Eade worked 10 camps last year and will work nine this year. He worked in the Midwest last summer.
This year, he has worked in Kentucky, Georgia, and Mississippi.
"It is a very interesting experience and you get to see America," Eade said. "It is nice to see the different abilities of the kids."
Eade played soccer at home but didn''t receive a professional contract. He said he wanted to get involved in coaching to give back to soccer to help the game grow.
"If you can help them become better than you are it will help them open their minds to the game and see where they can go with it," Eade said. "The kids here are very good and their desire for the game is very good. There is a lot of natural talent, and a few of them have a lot of potential. Hopefully we will see them playing college soccer and on TV one day."

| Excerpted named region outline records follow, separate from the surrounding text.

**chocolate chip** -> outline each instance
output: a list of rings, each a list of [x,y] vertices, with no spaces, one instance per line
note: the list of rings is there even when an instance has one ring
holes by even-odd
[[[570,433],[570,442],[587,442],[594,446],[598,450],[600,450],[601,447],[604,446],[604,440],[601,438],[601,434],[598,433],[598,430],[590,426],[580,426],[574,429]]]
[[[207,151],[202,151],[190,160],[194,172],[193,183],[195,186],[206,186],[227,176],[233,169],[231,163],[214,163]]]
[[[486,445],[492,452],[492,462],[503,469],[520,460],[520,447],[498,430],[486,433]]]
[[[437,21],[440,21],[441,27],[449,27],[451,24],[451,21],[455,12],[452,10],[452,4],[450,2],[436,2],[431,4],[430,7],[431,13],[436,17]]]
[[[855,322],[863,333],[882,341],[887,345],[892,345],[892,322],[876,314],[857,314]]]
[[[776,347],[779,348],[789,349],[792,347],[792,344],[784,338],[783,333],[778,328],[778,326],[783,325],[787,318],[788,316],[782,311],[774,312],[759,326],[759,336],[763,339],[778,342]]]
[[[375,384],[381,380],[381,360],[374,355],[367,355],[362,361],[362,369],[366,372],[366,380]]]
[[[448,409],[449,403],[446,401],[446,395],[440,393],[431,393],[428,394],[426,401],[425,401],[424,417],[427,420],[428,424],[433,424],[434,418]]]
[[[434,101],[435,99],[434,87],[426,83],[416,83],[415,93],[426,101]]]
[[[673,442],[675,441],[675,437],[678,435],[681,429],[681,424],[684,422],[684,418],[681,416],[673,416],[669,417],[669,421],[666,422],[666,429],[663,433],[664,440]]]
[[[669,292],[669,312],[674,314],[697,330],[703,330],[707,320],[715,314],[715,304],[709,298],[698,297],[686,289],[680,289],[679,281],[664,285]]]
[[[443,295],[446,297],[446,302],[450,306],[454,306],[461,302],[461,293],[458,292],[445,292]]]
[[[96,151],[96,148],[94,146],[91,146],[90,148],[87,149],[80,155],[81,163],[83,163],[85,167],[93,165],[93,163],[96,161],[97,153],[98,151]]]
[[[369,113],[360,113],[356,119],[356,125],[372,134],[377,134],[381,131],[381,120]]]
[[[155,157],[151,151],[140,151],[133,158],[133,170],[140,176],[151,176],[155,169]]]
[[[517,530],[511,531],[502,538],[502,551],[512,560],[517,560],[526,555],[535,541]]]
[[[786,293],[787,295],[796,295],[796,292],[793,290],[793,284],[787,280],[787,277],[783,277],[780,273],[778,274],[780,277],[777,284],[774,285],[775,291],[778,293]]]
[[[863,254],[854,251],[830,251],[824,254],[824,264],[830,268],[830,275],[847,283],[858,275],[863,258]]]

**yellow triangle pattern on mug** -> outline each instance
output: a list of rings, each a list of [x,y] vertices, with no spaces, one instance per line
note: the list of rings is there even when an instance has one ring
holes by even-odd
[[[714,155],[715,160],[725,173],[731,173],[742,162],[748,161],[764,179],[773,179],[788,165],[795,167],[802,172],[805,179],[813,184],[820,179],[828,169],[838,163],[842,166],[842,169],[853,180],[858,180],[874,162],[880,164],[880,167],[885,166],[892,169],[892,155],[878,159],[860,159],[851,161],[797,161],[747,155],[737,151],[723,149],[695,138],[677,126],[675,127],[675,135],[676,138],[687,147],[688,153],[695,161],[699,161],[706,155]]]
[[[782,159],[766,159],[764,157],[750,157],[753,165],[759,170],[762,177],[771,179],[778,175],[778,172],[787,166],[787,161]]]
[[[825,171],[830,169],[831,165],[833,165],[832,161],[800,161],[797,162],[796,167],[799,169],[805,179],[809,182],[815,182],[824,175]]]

Eade agreed with Franklin in that soccer in England dwarfs the sports popularity in the U.S. Still, he said with time kids in America can make inroads and help their country improve.
The fact that he, Franklin, Smythe and Foster were teaching soccer for a week in three cities in Mississippi shows how far the sport has come.
"If you think where we are now -- Caledonia -- and it is a small town and we have 73 kids in the camp it shows soccer is growing," Eade said. "Ten to 15 years ago people would say you probably wouldn''t have gotten a soccer camp here that is this big. I have seen a lot of kids play soccer in America, there are just so many sports to rival it, but it is getting bigger."
Said Franklin, "It will come. The more we do this and the more camps we do, the more people we can get interested in soccer. Eventually soccer will be the No. 1 sport in America, too."
Adam Minichino is the Sports Editor for The Commercial Dispatch.